The Monroe Doctrine is a policy introduced into the United States International relations policy in 1823. The policy introduced by President James Monroe asserted that, any acts by the European powers to influence or colonize any of the nations in the Western hemisphere would be perceived as acts of aggression and the United States reserved the result to intervene in case this was violated. The Monroe was applied in 1895 when Venezuela had a territorial dispute with Britain over the Gauyana islands. The United States invoked the Monroe Doctrine by asserting its right to act as arbitrator. Britain refused to accede to these demands but did not pursue the territorial dispute hence legitimizing the Monroe Doctrine (Alagna, 2004).
The Roosevelt Corollary was an addition of terms to the Monroe Doctrine. Roosevelt asserted that European powers had no right in interfering with the internal affairs or otherwise of American nations south of the United States. The Corollary Doctrine asserted that in instances of conflict between the European and the American states, the US would intervene and act as a mediator and ensure that the rights and legitimate claims of the European powers were enforced (Scranton, 2004). The United States therefore placed upon itself the powers of intervening to restore order in such instances. The Corollary Doctrine was first used in Cuba when the nation was forbidden from entering into any treaties that might put her independence in jeopardy. The United States established a military base in Guantanamo Bay in Cuba to protect the newly independent nation effectively making it a protectorate.

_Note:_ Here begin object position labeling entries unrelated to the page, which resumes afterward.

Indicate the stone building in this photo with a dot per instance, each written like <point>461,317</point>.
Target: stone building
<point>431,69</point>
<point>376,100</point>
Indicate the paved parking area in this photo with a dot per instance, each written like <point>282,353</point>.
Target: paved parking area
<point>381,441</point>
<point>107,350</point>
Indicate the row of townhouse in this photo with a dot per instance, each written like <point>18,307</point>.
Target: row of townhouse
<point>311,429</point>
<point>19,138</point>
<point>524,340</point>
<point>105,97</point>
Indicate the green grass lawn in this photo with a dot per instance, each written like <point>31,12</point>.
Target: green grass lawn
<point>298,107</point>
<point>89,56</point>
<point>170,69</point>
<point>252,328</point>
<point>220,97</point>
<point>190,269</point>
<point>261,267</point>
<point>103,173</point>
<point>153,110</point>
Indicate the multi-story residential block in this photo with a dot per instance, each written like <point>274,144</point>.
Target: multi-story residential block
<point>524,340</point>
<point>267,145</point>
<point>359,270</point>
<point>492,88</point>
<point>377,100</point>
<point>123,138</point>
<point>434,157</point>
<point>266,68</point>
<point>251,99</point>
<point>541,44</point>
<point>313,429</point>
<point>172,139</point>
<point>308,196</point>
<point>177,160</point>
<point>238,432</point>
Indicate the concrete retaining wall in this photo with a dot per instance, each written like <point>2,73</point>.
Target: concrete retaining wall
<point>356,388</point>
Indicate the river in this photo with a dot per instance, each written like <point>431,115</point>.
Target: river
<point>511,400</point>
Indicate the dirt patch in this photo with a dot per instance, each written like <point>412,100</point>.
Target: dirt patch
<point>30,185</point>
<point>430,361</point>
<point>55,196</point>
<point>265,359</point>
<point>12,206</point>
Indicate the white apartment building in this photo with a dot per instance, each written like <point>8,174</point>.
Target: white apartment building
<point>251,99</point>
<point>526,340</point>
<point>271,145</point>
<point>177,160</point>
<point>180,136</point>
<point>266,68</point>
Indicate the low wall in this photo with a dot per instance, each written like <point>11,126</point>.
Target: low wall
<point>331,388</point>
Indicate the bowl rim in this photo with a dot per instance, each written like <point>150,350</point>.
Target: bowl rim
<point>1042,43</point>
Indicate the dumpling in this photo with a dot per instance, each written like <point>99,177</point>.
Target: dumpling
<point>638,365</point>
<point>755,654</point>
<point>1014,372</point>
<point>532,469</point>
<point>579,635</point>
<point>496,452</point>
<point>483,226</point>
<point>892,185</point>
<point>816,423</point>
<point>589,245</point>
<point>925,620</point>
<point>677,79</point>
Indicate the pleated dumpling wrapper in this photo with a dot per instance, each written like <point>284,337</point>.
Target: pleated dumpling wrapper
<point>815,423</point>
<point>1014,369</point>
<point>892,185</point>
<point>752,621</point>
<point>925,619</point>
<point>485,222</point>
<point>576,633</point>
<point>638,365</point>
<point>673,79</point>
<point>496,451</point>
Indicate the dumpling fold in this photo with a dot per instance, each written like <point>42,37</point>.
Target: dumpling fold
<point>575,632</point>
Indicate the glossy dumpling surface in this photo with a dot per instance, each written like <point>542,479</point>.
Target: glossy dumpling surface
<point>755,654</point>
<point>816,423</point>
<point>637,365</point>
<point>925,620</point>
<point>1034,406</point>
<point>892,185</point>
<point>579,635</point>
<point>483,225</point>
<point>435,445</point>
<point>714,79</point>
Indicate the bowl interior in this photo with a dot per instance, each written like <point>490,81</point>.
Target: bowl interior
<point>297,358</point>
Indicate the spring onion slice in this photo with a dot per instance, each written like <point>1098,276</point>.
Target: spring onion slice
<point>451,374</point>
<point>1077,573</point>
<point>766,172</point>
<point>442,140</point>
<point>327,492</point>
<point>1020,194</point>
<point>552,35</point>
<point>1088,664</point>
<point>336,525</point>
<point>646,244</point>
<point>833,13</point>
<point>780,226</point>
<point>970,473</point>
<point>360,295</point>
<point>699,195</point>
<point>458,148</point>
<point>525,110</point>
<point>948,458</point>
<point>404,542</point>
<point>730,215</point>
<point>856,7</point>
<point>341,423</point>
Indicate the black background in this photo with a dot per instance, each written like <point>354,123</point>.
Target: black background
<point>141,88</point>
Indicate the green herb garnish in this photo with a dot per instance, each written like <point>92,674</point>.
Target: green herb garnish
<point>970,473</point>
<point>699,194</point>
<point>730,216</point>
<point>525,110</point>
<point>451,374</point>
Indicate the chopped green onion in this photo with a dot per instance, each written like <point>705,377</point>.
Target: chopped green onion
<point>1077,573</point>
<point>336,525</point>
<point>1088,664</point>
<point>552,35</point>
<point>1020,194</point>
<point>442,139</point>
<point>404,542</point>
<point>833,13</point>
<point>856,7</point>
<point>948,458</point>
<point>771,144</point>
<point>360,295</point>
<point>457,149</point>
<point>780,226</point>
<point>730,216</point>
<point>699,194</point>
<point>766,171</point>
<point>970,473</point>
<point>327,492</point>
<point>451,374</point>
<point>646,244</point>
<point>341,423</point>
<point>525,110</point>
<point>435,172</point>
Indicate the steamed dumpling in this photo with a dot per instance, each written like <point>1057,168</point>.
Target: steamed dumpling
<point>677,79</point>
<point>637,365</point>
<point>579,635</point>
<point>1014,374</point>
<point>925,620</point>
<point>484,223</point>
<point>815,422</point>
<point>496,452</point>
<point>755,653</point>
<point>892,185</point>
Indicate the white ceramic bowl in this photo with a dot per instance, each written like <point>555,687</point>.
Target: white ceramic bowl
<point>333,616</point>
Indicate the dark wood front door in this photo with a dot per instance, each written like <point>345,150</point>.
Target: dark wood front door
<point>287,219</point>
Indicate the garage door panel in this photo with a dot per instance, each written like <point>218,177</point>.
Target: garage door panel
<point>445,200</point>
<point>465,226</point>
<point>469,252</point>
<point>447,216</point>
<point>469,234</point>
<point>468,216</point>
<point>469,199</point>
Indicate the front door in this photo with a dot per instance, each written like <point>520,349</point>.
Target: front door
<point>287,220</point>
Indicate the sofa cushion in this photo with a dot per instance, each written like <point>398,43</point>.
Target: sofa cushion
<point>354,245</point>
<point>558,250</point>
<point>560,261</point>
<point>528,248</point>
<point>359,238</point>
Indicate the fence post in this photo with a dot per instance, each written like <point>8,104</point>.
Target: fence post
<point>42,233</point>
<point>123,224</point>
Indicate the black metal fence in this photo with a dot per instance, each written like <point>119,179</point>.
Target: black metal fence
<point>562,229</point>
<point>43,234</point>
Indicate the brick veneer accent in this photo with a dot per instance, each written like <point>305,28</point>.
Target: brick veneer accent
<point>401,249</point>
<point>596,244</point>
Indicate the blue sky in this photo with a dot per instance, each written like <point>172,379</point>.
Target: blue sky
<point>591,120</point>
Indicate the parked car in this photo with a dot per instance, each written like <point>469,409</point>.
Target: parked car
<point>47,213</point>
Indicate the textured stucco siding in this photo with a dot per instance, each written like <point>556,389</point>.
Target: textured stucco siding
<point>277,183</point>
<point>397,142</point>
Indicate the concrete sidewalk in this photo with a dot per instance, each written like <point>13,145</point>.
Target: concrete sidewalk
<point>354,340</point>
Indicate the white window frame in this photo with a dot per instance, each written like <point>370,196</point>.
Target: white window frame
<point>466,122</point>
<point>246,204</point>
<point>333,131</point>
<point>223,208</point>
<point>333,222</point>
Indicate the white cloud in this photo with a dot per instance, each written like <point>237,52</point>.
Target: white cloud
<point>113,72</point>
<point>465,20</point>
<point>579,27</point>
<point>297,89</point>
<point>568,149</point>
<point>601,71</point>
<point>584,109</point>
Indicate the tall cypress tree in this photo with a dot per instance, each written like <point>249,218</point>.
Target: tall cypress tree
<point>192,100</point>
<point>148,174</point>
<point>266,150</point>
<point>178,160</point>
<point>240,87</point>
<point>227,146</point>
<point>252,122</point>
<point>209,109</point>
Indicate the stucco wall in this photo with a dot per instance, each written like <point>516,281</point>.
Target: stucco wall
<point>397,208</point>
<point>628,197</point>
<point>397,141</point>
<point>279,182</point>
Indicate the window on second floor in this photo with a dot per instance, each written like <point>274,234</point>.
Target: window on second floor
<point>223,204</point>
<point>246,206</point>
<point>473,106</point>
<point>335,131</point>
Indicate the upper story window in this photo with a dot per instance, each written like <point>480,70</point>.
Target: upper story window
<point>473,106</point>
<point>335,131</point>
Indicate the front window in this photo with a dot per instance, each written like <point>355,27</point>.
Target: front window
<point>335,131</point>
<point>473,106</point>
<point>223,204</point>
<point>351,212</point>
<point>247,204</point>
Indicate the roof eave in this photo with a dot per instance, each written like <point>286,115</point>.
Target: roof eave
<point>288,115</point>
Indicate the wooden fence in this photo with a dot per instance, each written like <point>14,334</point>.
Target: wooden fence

In 1906 the United States in order to ward off intervention in Nicaragua by Western powers over Nicaragua’s huge debts invoked the Corollary. The United States entered an agreement with the Nicaraguan government in which the United States would be involved in collection of customs in order to assist settle the debts of the nation until the situation stabilized (Scranton, 2004). Due to political instability the United States intervened militarily in 1916 to enforce the agreement. I believe this intervention was justified since it was also informed by the interests of the United States as it needed to protect the Panama Canal from Western powers. It was only through intervention in Nicaragua that the United States could protect the canal from Western powers as the Latin American nations were very weak militarily (Scranton, 2004). Lack of intervention might have resulted in Western powers seizing the canal to the economic detriment of the United States.